Focal cortical dysplasia (FCD) type II is a common epilepsy-related pathology associated with mTOR-pathway gene variants. Degenerative pathology, including pTau accumulation in dysmorphic neurones (DN) is recognised but the relationship with clinical-pathological-genetic factors and specific neuronal vulnerabilities is less clear. FCD cases from 54 patients were evaluated with neurodegenerative markers (AT8,Abeta,p62), NeuN and in selected cases for Parvalbumin, Calbindin, Calretinin, Somatostatin, Neuropeptide Y, Reelin, Tbr1 and mTOR pathway activation (pS6-240/235) using multiplex immunopanels. Cortical and white matter regions of interest (ROIs) in FCD and perilesional cortex (PC) were defined using QuPath. Cellpose models and pixel-based thresholding enabled spatial localisation, cell morphometry and single-cell analysis of marker co-localisation. 48 cases underwent targeted panel sequencing, UMI-based variant calling and annotation.

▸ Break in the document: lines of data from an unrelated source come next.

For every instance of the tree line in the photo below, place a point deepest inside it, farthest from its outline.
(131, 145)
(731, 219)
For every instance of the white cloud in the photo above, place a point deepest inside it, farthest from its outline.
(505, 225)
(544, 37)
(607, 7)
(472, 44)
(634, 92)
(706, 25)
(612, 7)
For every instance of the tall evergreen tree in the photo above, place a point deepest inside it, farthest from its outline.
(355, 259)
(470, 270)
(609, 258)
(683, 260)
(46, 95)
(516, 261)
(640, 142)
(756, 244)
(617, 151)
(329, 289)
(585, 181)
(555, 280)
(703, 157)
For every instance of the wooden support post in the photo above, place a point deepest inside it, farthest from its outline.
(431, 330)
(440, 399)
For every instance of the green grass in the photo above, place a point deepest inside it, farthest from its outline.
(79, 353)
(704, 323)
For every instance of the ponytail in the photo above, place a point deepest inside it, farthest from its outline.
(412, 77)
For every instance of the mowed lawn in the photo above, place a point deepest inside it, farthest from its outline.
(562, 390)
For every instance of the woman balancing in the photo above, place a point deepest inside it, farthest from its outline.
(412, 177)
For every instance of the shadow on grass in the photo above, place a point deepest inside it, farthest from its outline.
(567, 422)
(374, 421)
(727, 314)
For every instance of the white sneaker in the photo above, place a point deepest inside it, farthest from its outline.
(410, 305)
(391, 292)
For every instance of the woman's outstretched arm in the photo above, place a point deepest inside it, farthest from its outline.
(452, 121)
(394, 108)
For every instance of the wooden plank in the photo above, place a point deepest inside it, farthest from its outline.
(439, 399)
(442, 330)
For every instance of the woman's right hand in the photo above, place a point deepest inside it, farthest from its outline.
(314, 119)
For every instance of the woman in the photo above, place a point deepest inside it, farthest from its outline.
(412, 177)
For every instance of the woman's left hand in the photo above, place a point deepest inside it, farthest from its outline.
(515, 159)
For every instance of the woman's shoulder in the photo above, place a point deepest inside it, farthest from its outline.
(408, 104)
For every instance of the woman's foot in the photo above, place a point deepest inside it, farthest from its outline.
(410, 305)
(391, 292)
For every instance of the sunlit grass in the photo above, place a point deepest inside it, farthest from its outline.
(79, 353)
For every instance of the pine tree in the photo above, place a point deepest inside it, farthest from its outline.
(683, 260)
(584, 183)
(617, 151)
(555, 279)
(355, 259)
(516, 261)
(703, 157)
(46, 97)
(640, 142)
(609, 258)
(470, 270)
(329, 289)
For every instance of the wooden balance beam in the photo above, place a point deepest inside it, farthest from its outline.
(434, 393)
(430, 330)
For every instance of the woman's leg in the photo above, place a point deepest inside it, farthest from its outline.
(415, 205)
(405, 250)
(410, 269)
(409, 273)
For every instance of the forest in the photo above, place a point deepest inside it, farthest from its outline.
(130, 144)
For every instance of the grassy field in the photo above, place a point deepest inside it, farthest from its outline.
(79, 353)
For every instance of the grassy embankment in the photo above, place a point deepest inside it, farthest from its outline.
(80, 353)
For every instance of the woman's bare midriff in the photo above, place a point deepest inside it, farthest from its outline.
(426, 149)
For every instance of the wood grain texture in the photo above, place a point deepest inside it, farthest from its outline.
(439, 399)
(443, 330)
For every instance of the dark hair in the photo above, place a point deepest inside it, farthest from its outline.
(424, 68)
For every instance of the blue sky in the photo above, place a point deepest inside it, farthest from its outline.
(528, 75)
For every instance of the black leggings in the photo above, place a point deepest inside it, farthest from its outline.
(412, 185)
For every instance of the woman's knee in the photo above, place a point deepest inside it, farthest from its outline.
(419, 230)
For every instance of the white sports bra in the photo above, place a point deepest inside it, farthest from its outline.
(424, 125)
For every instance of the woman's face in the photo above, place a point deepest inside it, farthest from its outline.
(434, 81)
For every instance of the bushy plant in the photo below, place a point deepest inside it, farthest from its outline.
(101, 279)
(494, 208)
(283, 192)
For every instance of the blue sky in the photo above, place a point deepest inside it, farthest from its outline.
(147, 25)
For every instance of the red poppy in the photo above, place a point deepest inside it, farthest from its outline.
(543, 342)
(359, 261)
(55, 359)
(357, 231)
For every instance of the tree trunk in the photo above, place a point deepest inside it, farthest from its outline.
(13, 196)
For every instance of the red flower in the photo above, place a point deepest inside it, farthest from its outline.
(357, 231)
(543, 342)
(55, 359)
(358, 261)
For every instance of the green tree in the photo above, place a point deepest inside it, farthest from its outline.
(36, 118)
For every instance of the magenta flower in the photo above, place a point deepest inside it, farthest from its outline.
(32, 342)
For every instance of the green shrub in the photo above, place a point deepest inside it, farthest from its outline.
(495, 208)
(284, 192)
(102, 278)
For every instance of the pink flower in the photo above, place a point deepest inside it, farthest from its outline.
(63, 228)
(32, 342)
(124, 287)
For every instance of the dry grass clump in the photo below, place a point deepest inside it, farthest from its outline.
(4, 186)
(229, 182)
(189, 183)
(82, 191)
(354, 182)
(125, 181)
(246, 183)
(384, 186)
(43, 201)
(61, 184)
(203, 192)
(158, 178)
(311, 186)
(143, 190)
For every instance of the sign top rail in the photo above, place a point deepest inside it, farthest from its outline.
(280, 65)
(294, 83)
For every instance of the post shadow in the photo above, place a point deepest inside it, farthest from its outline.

Key findings included lower NeuN densities overall in FCD compared to PC, particularly in superficial cortex, vulnerability of larger DN for pTau/AT8 and reduced NeuN mean cell size with age and longer duration of epilepsy. AT8 correlated with pS6 neuronal expression. Variable alterations of interneurons (mainly reduction) were noted in FCD compared to PC but limited co-expression of AT8/pS6, whereas Tbr1/AT8 DN were identified. Genetics analysis uncovered likely pathogenic somatic and germline mutations in 20/48 cases including TSC1/2 and a novel FLNA variant in one case but found no clear relationship to tau load. The findings support progressive neurodegenerative changes in DN in FCD with less vulnerability of interneurons. This may relate to mTOR activation but with little evidence from this cohort of a relationship to driver mutations.